The gene-count matrix can be fed directly into cumulus for downstream analysis.

TPM-normalized counts are calculated as follows:

Estimate the gene expression levels in TPM using RSEM.
Suppose c reads are achieved for one cell, then calculate TPM-normalized count for gene i as TPM_i / 1e6 * c.

TPM-normalized counts reflect both the relative expression levels and the cell sequencing depth.

Custom Genome

We also provide a way of generating user-customized Genome references for SMART-Seq2 workflow.

Import smartseq2_create_reference workflow to your workspace.

Import by following instructions in Import workflows to Terra. You should choose github.com/lilab-bcb/cumulus/Smart-Seq2_create_reference to import.

Moreover, in the workflow page, click Export to Workflow... button, and select the workspace to which you want to export smartseq2_create_reference in the drop-down menu.
In your workspace, open smartseq2_create_reference in WORKFLOWS tab. Select Run workflow with inputs defined by file paths as below

and click SAVE button.

Inputs:

Please see the description of inputs below. Note that required inputs are shown in bold.

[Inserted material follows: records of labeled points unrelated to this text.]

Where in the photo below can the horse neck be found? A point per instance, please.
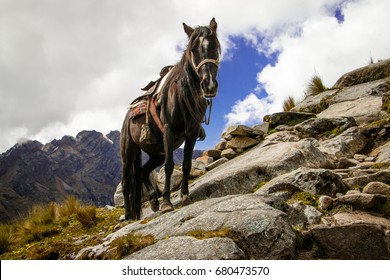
(191, 101)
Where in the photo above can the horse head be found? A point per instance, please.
(203, 53)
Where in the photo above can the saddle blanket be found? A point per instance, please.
(138, 108)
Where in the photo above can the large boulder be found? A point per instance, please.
(287, 118)
(352, 241)
(259, 229)
(242, 174)
(312, 181)
(364, 74)
(347, 144)
(363, 102)
(190, 248)
(320, 127)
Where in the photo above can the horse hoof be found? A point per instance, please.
(185, 200)
(154, 205)
(166, 207)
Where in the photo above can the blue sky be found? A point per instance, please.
(237, 79)
(68, 66)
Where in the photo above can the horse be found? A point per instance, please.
(184, 97)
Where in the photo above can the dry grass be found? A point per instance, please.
(70, 206)
(49, 231)
(315, 86)
(86, 215)
(288, 104)
(129, 244)
(5, 238)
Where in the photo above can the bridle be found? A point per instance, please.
(196, 68)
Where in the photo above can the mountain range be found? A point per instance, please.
(87, 166)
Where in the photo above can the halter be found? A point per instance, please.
(203, 62)
(196, 69)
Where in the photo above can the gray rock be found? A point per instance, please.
(359, 217)
(216, 154)
(325, 202)
(176, 178)
(241, 142)
(346, 163)
(313, 181)
(261, 231)
(351, 242)
(361, 201)
(363, 180)
(382, 153)
(303, 215)
(377, 188)
(356, 101)
(221, 145)
(242, 174)
(287, 118)
(319, 127)
(229, 153)
(216, 163)
(263, 127)
(242, 130)
(118, 196)
(190, 248)
(346, 144)
(364, 74)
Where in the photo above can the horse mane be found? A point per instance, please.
(184, 75)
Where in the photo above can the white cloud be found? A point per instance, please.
(66, 66)
(327, 48)
(249, 111)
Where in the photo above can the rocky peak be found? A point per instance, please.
(87, 167)
(296, 186)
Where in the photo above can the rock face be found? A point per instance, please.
(308, 184)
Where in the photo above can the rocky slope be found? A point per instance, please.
(310, 183)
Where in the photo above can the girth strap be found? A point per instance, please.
(153, 112)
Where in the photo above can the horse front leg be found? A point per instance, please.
(187, 164)
(166, 205)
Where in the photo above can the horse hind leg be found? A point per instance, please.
(153, 162)
(131, 182)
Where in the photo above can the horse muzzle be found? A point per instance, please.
(209, 87)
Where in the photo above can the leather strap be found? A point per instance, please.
(153, 112)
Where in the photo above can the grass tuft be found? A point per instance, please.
(86, 215)
(315, 86)
(288, 104)
(5, 238)
(129, 244)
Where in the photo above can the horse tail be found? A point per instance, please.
(131, 172)
(138, 189)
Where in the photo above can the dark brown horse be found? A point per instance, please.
(181, 110)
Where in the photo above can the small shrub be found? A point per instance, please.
(288, 104)
(68, 207)
(129, 244)
(315, 86)
(222, 232)
(5, 238)
(86, 215)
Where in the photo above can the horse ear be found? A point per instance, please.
(188, 30)
(213, 25)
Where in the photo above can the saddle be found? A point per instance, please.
(148, 102)
(153, 86)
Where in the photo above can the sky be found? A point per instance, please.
(68, 66)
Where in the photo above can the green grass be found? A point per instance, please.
(315, 86)
(288, 104)
(129, 244)
(51, 231)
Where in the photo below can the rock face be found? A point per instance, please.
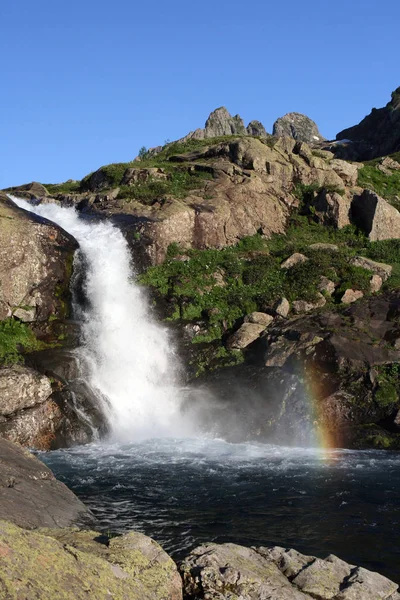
(342, 361)
(379, 132)
(251, 191)
(80, 565)
(35, 265)
(297, 126)
(30, 495)
(375, 216)
(216, 572)
(28, 414)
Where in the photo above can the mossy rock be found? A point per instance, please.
(67, 564)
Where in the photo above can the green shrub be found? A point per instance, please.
(15, 338)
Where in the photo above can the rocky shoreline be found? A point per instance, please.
(50, 549)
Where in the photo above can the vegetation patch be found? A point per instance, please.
(385, 185)
(16, 338)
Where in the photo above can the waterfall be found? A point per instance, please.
(129, 359)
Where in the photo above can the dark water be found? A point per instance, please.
(185, 492)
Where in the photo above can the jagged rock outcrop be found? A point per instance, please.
(378, 133)
(35, 265)
(51, 564)
(297, 126)
(30, 495)
(227, 571)
(375, 216)
(220, 122)
(343, 361)
(251, 191)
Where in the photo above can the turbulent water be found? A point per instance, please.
(129, 359)
(186, 491)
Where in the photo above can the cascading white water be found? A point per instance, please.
(130, 359)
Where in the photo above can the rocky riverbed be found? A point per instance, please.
(46, 553)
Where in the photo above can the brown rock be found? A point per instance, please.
(383, 270)
(35, 265)
(302, 306)
(245, 335)
(375, 216)
(259, 318)
(293, 260)
(351, 296)
(282, 308)
(376, 283)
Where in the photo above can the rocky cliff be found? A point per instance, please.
(378, 134)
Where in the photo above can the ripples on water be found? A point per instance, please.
(185, 492)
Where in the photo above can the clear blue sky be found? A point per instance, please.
(88, 83)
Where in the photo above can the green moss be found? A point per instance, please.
(16, 338)
(387, 186)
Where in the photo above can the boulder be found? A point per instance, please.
(282, 307)
(295, 259)
(297, 126)
(383, 270)
(220, 123)
(259, 318)
(220, 571)
(303, 306)
(21, 387)
(245, 335)
(332, 208)
(378, 133)
(376, 283)
(347, 171)
(257, 129)
(326, 285)
(375, 216)
(35, 265)
(84, 565)
(30, 495)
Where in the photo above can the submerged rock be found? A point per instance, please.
(228, 571)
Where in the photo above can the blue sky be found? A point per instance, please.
(88, 83)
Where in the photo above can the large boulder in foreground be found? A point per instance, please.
(35, 265)
(84, 566)
(298, 126)
(229, 571)
(30, 495)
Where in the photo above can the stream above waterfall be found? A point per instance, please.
(183, 492)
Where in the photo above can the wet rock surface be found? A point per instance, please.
(84, 565)
(30, 495)
(230, 571)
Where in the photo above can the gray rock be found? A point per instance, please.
(21, 387)
(245, 335)
(298, 126)
(383, 270)
(293, 260)
(231, 572)
(375, 216)
(351, 296)
(259, 318)
(257, 129)
(220, 123)
(35, 265)
(282, 307)
(30, 495)
(303, 306)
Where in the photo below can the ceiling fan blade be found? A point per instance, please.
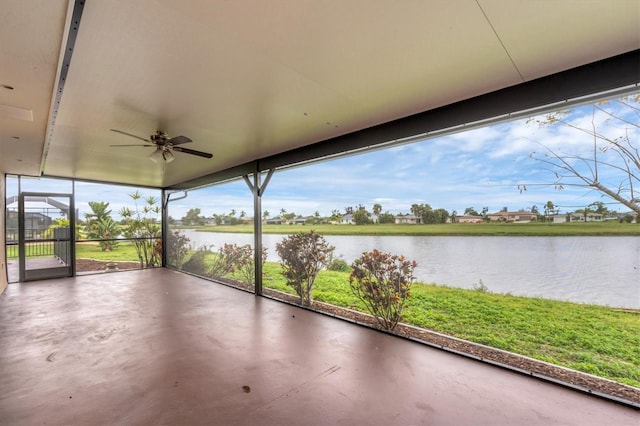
(129, 134)
(192, 152)
(179, 140)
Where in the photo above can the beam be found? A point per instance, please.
(564, 88)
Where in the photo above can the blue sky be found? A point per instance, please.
(477, 168)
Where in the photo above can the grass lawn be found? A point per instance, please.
(498, 229)
(594, 339)
(124, 252)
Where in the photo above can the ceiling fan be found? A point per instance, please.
(164, 145)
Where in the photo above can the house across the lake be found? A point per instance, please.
(520, 216)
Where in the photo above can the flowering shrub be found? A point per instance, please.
(178, 249)
(303, 255)
(382, 282)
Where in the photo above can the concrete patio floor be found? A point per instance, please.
(161, 347)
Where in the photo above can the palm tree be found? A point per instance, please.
(101, 226)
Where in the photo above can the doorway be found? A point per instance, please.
(46, 246)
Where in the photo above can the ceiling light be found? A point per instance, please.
(168, 156)
(162, 154)
(156, 155)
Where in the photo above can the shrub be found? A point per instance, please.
(178, 248)
(339, 265)
(382, 282)
(303, 255)
(247, 269)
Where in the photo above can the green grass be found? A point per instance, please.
(496, 229)
(594, 339)
(124, 252)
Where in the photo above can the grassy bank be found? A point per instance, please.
(495, 229)
(593, 339)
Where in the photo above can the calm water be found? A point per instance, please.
(599, 270)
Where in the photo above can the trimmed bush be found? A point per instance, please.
(382, 281)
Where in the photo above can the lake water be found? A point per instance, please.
(598, 270)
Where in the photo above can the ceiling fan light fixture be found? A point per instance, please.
(168, 156)
(156, 155)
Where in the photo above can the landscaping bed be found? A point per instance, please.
(533, 367)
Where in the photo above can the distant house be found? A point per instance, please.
(520, 216)
(407, 219)
(591, 217)
(560, 218)
(468, 219)
(274, 221)
(347, 220)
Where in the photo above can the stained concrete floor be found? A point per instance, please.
(161, 347)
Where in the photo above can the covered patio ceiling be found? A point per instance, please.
(251, 79)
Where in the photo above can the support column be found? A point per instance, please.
(257, 188)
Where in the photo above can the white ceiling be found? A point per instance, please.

Name	Description	Type or Example	Default
fasta	Genome fasta file	File. For example, “gs://fc-e0000000-0000-0000-0000-000000000000/Homo_sapiens.GRCh38.dna.primary_assembly.fa”
gtf	GTF gene annotation file (e.g. Homo_sapiens.GRCh38.83.gtf)	File. For example, “gs://fc-e0000000-0000-0000-0000-000000000000/Homo_sapiens.GRCh38.83.gtf”
output_directory	Google bucket url for the output folder	“gs://fc-e0000000-0000-0000-0000-000000000000/output_refs”
genome	Output reference genome name. Output reference is a gzipped tarball with name genome_aligner.tar.gz	“GRCm38_ens97filt”
aligner	Build indices for which aligner, choices are hisat2-hca, star, or bowtie2.	“hisat2-hca”	“hisat2-hca”
smartseq2_version	SMART-Seq2 version to use. Versions available: 1.3.0.	“1.3.0”	“1.3.0”
docker_registry	Docker registry to use. Options: “quay.io/cumulus” for images on Red Hat registry; “cumulusprod” for backup images on Docker Hub.	“quay.io/cumulus”	“quay.io/cumulus”
zones	Google cloud zones	“us-central1-c”	“us-central1-b”
cpu	Number of CPUs	Integer	If aligner is bowtie2 or hisat2-hca, 8; otherwise 32
memory	Memory size string	String	If aligner is bowtie2 or hisat2-hca, “7.2G”; otherwise “120G”
disk_space	Disk space in GB	Integer	If aligner is bowtie2 or hisat2-hca, 40; otherwise 120
backend	Cloud infrastructure backend to use. Available options: “gcp” for Google Cloud; “aws” for Amazon AWS; “local” for local machine.	“gcp”	“gcp”
preemptible	Number of preemptible tries. This works only when backend is `gcp`.	2	2
awsMaxRetries	Number of maximum retries when running on AWS. This works only when backend is `aws`.	5	5

Outputs

Name	Type	Description
output_reference	File	The custom Genome reference generated. Its default file name is `genome_aligner.tar.gz`.
monitoring_log	File	CPU and memory profiling log.